Generate high-fidelity synthetic data with the Statice SDK

In this blog post, we show how to generate synthetic data using the Statice SDK and evaluate the synthetic data utility and its performance for Machine Learning.

‍

Key take-aways:

With the Statice SDK, we generate synthetic data using deep learning models. We use preset profiles to prioritize speed, utility, or privacy in training.
We use a series of out-of-the-box evaluations to assess synthetic data utility by comparing the original and synthetic datasets on their marginal distributions, pairwise dependencies, and responses to SQL style counting queries.
For ML performances, cross-classification lets us verify that a model trained on our synthetic data performs similarly to one trained on the original dataset.

⬝⬝⬝

Generate synthetic data with the Statice SDK using profiles

‍

Using our synthetic data software, you can process sensitive data to generate artificial data with statistical similarities to the original datasets.

We use deep learning models to generate synthetic data. In summary, models learn the joint probability distribution of an original dataset to sample synthetic data following a similar joint distribution.

‍

After deploying the SDK in your preferred environment, you train a model to generate synthetic data. The software comes with a programmatic interface (API) and a command-line interface (CLI).

‍

For this walkthrough, we use the Adults Data Set, which is available on the UCI Website. With this dataset, the goal is to predict whether a person's income is higher or lower than $50k/year based on their attributes. The data set has 48,842 observations and 14 features.

‍

The first thing is to create a Model, the high-level API object that orchestrates the synthesization. For that, we can use profiles.

‍

Profiles are a ready-to-use set of parameters that let you quickly prioritize speed, utility, or privacy depending on your needs. There are 4 profiles:

`testing`: to produce very quick results, putting less stress on the utility of the resulting synthetic data. That profile is well suited for a first synthesization of the data for quick checks and making sure that everything is working without hiccups.
`fast`: to obtain useful results in a narrower time.
`accurate`: to produce high utility synthetic data. Keep in mind that this is slower than the fast profile.
`dp`: ready-to-use profile for Differential Privacy (DP) to train differentially private synthetic data. Well suited when the original data is sensitive, and you need high privacy protection.

‍

To train a model using the Statice SDK API, we use Model.from_dataframe and specify a profile. For this example, we use the fast profile.
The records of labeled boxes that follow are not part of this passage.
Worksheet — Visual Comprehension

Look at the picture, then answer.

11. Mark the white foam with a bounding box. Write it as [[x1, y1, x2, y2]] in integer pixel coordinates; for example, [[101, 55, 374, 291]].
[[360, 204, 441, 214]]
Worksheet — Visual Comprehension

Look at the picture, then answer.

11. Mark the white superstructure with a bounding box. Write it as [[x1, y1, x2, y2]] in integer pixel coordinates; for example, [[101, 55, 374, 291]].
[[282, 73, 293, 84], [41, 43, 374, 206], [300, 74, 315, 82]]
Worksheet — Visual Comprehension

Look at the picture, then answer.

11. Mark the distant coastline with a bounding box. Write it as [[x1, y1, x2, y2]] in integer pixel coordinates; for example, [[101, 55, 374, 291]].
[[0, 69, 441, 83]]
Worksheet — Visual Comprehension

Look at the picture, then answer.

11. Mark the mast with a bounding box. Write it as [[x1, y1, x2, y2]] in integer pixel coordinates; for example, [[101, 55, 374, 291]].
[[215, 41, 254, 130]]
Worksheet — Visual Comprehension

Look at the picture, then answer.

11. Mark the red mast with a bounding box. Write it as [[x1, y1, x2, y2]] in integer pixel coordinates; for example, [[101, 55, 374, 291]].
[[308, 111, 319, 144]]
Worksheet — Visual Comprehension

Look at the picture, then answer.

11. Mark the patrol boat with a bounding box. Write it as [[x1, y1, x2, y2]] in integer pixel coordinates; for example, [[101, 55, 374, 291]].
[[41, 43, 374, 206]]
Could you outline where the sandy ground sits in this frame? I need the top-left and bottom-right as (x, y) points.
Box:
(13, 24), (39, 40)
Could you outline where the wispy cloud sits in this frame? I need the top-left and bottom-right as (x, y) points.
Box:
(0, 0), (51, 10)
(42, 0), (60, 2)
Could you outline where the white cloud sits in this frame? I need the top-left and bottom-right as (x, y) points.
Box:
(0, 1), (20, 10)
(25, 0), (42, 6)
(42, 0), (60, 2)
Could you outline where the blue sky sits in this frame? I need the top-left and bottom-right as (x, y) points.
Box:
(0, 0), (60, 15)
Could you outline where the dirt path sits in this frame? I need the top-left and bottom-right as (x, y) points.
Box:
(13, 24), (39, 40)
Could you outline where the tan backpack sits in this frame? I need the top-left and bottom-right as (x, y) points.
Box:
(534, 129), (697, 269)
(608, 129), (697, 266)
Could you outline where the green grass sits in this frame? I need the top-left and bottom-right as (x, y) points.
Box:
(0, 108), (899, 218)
With our dataset, it takes us around 5 minutes (3 minutes for training and 2 minutes for sampling using CPU and a single worker) to generate the synthetic data. You can also use a GPU machine to speed up the training up to 5 times or train over multiple workers.

‍

Once we have synthetic data, there are two aspects we want to check. First, we verify that the statistical properties of the real data are similar to those of the synthetic data. Secondly, we confirm that the scientific conclusions drawn from statistical/machine learning models trained on synthetic datasets can be applied to real datasets.

How to evaluate your synthetic data utility

‍

The Statice SDK ships with a series of ready-to-use utility evaluations. We first review to which extent the synthetic data maintained our original dataset's properties and statistical information.

We use the Utility Evaluator, which wraps multiple evaluators and provides a high-level view on the utility of our synthetic dataset without disclosing any of the statistical properties.

Utility Evaluator

‍

The utility Evaluator compares an original and a synthetic datasets on their marginal distributions, pairwise dependencies, and responses to SQL style counting queries. For each of these three categories, it provides a quality score 0%–100%, where 100% denotes the highest utility. These scores measure how similar original and synthetic data are with respect to the three categories.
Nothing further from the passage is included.